Scala Turns Ten Today
Ten years ago today, Michel Schinz announced the first implementation of the Scala programming language. When announced, it was describe as "a language that smoothly integrates object-oriented and functional programming" and which "is designed to express common programming patterns in a concise, elegant and type-safe way."
The original announcement reads:
We'd like to announce availability of the first implementation of the Scala programming language. Scala smoothly integrates object-oriented and functional programming. It is designed to express common programming patterns in a concise, elegant, and type-safe way. Scala introduces several innovative language constructs. For instance:
- Abstract types and mixin composition unify ideas from object and module systems.
- Pattern matching over class hierarchies unifies functional and object-oriented data access. It greatly simplifies the processing of XML trees.
- A flexible syntax and type system enables the construction of advanced libraries and new domain specific languages.
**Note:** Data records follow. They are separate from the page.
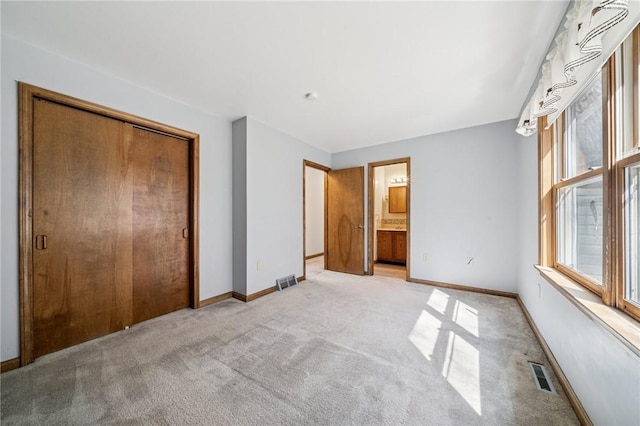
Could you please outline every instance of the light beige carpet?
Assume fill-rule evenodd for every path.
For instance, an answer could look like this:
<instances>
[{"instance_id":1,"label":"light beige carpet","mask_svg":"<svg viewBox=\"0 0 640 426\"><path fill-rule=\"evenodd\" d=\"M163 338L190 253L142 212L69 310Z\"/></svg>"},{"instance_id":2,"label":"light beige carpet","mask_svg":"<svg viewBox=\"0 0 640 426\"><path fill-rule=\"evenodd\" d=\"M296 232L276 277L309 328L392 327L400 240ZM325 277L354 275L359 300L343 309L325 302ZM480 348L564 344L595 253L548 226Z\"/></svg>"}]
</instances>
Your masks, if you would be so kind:
<instances>
[{"instance_id":1,"label":"light beige carpet","mask_svg":"<svg viewBox=\"0 0 640 426\"><path fill-rule=\"evenodd\" d=\"M307 272L5 373L2 424L578 423L515 300Z\"/></svg>"}]
</instances>

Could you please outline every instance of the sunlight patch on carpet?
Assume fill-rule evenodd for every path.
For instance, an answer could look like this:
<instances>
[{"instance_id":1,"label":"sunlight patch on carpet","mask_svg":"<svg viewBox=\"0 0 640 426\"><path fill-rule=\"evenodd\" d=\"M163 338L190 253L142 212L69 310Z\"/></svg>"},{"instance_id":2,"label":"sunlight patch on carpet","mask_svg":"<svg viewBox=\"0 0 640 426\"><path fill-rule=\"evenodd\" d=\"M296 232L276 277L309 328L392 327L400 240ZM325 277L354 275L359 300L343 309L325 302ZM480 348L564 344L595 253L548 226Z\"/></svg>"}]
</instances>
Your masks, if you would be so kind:
<instances>
[{"instance_id":1,"label":"sunlight patch on carpet","mask_svg":"<svg viewBox=\"0 0 640 426\"><path fill-rule=\"evenodd\" d=\"M442 375L465 401L482 415L480 403L480 353L472 344L449 331Z\"/></svg>"},{"instance_id":2,"label":"sunlight patch on carpet","mask_svg":"<svg viewBox=\"0 0 640 426\"><path fill-rule=\"evenodd\" d=\"M449 304L449 295L443 293L437 288L433 289L431 295L429 296L429 301L427 305L431 306L436 311L440 312L442 315L447 311L447 305Z\"/></svg>"},{"instance_id":3,"label":"sunlight patch on carpet","mask_svg":"<svg viewBox=\"0 0 640 426\"><path fill-rule=\"evenodd\" d=\"M433 356L441 325L442 322L440 320L423 310L409 334L409 341L429 361Z\"/></svg>"},{"instance_id":4,"label":"sunlight patch on carpet","mask_svg":"<svg viewBox=\"0 0 640 426\"><path fill-rule=\"evenodd\" d=\"M453 309L453 320L456 324L473 334L475 337L480 337L478 334L477 309L472 308L464 302L456 300L456 305Z\"/></svg>"}]
</instances>

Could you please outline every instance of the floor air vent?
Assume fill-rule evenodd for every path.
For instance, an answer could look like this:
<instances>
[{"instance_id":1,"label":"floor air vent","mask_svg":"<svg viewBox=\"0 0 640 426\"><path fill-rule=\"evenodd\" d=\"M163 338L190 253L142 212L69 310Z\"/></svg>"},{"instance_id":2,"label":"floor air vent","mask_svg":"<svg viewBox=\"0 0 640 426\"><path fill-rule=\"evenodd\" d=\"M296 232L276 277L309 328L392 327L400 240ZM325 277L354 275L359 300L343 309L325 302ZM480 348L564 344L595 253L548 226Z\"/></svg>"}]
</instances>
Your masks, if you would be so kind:
<instances>
[{"instance_id":1,"label":"floor air vent","mask_svg":"<svg viewBox=\"0 0 640 426\"><path fill-rule=\"evenodd\" d=\"M289 275L286 277L278 278L276 280L276 284L278 284L278 290L284 290L287 287L298 284L298 280L296 280L295 275Z\"/></svg>"},{"instance_id":2,"label":"floor air vent","mask_svg":"<svg viewBox=\"0 0 640 426\"><path fill-rule=\"evenodd\" d=\"M556 390L553 388L551 379L544 366L535 362L529 362L529 366L531 367L531 371L533 371L533 380L536 382L538 389L542 392L556 394Z\"/></svg>"}]
</instances>

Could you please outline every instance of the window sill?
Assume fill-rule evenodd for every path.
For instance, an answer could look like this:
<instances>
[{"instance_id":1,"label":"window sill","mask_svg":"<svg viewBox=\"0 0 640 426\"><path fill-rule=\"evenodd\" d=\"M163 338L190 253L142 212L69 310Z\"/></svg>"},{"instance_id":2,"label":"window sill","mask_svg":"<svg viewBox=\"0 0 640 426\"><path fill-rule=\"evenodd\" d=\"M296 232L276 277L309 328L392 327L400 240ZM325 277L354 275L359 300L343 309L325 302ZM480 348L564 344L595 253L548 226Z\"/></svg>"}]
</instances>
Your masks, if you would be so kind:
<instances>
[{"instance_id":1,"label":"window sill","mask_svg":"<svg viewBox=\"0 0 640 426\"><path fill-rule=\"evenodd\" d=\"M535 265L535 268L567 300L640 357L640 323L638 321L616 308L605 305L597 295L556 269L539 265Z\"/></svg>"}]
</instances>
At the same time, Scala is compatible with Java. Java libraries and frameworks can be used without glue code or additional declarations.
The current implementation of Scala runs on Java VM. It requires JDK 1.4 and can run on Windows, MacOS, Linux, Solaris, and most other operating systems. A .net version of Scala is currently under development.
Although the .net version is no longer being maintained, the goal was to provide a common language that would run on both VMs and allow portability between operating systems. However, advances in the JVM's JiT and an increasing dependence on the Java bytecode meant that the .net version was discontinued when Scala 2.10 was released.
Scala has brought functional programming to mainstream JVM languages, and directly stimulated Java 8's upcoming inclusion of lambdas (often incorrectly called closures) and default methods for interfaces. Both of these have been available in Scala since the early days via functions and traits, and their acceptance provided new ways of programming in more concise and testable ways.
With Scala's success came its complexity, as the language features can be used for both great and poor readability. By allowing any Unicode identifiers to be used as method names and functions (including symbolics) the standard Scala library has grown to include emoticons functions such as
:\ amongst others. Scala's trade-off is to improve writeability at the potential cost of its readability.
Finally, Scala still sees itself as a research language, trying out new features and deprecating older functionality (such as the original Actors package, which brought it fame similar to Go's coroutines). The generated bytecode varies from release to release, which means there is limited open-source projects compiled for anything but the current release of Scala, and although 2.10 has been available for over a year, the transition between major Scala releases is often a painful one.
With this year's release of Java 8 bringing a subset of Scala features to the JVM it will be interesting to see what Scala adds next. Binary compatibility would bring stability to the language but seems as far off now as it did almost a decade ago, but time will tell.
Where do you think Scala will go in the next ten years?